Rotten eggs are the last thing you want to smell when you turn on your tap in your Phoenix area home. With the Flint water crisis in 2014 in which more than 10,000 residents were poisoned by lead in the public water supply, many Americans are vigilant about the water their family uses to drink, cook, bathe, and clean. Poor water quality can have a serious impact on health and quality of life. If your water smells like sulfur, here’s what you need to know about getting to the bottom of this unpleasant issue.
Why Does My Water Smell Bad?
Hydrogen sulfide, a colorless gas with this distinctly stinky odor, can enter the water supply and transfer the egg smell. This issue is more common with well water, but can also occur in homes and businesses connected to the municipal water supply. Sulfate-reducing bacteria could be the culprit if your cold water smells like rotten eggs. This happens when pipes become corroded or are poorly ventilated, allowing this microbe to thrive.

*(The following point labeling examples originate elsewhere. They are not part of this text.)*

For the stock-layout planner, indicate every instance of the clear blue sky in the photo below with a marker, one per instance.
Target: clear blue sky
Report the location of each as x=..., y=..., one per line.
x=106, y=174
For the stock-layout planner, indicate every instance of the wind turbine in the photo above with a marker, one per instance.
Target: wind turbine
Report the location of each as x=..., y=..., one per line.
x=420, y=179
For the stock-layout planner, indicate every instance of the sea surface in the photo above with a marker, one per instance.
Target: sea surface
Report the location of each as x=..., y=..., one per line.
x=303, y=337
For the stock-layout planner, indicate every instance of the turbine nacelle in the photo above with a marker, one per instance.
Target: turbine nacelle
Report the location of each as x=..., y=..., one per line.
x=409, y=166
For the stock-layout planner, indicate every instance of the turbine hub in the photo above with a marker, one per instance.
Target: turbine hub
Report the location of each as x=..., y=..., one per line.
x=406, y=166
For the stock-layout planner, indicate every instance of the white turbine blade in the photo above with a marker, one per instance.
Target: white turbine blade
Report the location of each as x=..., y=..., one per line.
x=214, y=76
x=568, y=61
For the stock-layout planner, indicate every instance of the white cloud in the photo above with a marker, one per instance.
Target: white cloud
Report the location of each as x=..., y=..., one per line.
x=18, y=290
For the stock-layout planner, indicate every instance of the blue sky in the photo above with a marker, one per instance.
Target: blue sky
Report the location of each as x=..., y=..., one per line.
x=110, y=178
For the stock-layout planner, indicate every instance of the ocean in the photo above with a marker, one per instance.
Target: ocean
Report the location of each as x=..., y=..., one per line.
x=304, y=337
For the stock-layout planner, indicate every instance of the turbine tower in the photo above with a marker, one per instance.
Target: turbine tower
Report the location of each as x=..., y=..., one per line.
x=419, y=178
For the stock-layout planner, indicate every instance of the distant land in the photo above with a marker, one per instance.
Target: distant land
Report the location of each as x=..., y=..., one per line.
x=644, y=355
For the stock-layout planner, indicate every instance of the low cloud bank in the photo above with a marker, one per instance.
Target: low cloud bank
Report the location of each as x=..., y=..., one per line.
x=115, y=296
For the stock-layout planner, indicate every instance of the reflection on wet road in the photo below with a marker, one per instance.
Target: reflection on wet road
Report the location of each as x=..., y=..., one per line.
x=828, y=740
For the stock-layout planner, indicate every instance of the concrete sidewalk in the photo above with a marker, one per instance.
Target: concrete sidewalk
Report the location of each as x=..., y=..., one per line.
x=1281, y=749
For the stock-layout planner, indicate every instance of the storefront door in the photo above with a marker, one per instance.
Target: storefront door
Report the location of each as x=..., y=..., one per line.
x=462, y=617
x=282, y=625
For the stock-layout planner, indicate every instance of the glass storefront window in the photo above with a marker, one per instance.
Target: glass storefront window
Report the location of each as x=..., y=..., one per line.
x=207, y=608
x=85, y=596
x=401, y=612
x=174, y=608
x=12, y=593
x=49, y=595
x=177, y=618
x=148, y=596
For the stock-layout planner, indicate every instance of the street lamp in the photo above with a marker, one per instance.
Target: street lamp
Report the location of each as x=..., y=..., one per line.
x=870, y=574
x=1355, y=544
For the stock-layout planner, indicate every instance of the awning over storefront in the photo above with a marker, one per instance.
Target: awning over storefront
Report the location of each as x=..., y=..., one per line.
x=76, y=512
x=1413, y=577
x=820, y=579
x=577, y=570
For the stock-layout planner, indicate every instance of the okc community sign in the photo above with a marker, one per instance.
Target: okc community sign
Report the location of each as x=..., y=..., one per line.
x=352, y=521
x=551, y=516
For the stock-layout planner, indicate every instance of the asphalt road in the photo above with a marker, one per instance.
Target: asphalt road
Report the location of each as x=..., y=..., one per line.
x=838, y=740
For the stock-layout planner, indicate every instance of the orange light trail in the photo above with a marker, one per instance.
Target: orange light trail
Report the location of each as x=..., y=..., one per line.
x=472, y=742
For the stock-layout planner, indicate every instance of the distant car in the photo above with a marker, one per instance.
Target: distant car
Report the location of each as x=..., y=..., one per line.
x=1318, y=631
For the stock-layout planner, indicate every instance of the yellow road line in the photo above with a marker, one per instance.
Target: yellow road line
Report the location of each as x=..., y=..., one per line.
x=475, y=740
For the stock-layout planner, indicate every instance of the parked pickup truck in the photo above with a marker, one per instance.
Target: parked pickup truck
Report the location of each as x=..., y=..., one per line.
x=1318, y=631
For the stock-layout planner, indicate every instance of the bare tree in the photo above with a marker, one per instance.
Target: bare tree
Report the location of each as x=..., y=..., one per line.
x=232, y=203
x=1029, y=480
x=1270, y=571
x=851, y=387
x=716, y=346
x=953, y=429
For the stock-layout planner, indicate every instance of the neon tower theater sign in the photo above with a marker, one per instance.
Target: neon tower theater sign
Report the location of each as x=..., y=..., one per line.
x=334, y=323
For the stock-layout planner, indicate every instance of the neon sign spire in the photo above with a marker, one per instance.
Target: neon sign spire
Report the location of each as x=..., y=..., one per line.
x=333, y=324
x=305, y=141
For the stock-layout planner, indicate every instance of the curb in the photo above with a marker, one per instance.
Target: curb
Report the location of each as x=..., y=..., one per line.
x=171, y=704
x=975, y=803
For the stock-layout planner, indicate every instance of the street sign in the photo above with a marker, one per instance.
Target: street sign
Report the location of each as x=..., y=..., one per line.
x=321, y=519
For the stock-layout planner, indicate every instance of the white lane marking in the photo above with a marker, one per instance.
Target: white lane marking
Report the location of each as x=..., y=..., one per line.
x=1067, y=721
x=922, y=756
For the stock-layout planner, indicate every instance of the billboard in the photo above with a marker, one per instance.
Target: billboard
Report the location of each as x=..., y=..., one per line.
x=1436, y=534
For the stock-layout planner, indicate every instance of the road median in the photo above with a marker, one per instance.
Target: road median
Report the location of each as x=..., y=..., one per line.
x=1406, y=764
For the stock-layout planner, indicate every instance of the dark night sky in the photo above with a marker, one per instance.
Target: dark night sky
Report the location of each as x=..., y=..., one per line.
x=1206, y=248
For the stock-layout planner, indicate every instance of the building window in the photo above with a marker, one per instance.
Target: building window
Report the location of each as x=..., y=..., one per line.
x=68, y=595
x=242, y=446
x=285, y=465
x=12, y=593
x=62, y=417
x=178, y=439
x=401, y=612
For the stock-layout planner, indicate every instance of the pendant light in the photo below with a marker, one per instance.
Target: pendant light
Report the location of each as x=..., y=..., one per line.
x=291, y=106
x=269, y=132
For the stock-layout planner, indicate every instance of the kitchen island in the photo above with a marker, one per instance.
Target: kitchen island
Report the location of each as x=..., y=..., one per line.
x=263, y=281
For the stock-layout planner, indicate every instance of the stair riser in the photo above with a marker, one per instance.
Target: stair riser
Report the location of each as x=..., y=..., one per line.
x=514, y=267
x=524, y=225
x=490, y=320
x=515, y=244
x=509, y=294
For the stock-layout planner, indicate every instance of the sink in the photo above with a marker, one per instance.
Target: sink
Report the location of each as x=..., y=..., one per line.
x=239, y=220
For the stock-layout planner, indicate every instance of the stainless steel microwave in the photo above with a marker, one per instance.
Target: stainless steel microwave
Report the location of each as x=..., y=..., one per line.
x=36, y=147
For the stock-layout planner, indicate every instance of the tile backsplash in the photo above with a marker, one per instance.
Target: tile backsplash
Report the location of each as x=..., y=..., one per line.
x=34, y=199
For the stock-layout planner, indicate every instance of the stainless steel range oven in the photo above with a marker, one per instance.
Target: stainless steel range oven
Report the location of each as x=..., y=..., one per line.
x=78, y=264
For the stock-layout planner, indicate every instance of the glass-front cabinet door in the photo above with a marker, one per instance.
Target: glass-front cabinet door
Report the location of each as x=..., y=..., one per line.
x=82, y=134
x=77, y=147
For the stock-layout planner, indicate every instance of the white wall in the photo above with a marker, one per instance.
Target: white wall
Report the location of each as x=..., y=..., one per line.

When both hot and cold water systems are affected, your water supply is likely infused with naturally occurring hydrogen sulfide, either through the groundwater or within your well. If you have hard water and the smell only arises after the water is treated, your water treatment system is usually the source of sulfur bacteria.
How Can I Get Rid of the Smell in my Water?
When this problem arises, your priority is to get rid of the smell as soon as possible. When hot water is affected, the rod in your water heater could be to blame. Replacing a corroded rod with a zinc or aluminum rod often resolves the stench, which is caused by a chemical reaction within the water heater. Adding corrosion inhibitors to the water supply can keep the issue from recurring.
For cold-water smells linked to pipe corrosion or sulfate-reducing bacteria, chlorinating the water supply can have a positive impact on its odor. With naturally occurring hydrogen sulfide, carbon filters and customized water decontamination programs provide effective relief.
Is It Safe To Use My Water?
Although the smell is unpleasant, hydrogen sulfide is generally not harmful to humans. However, consuming water infused with hydrogen sulfide can cause diarrhea and resulting dehydration, most commonly in infants and the elderly.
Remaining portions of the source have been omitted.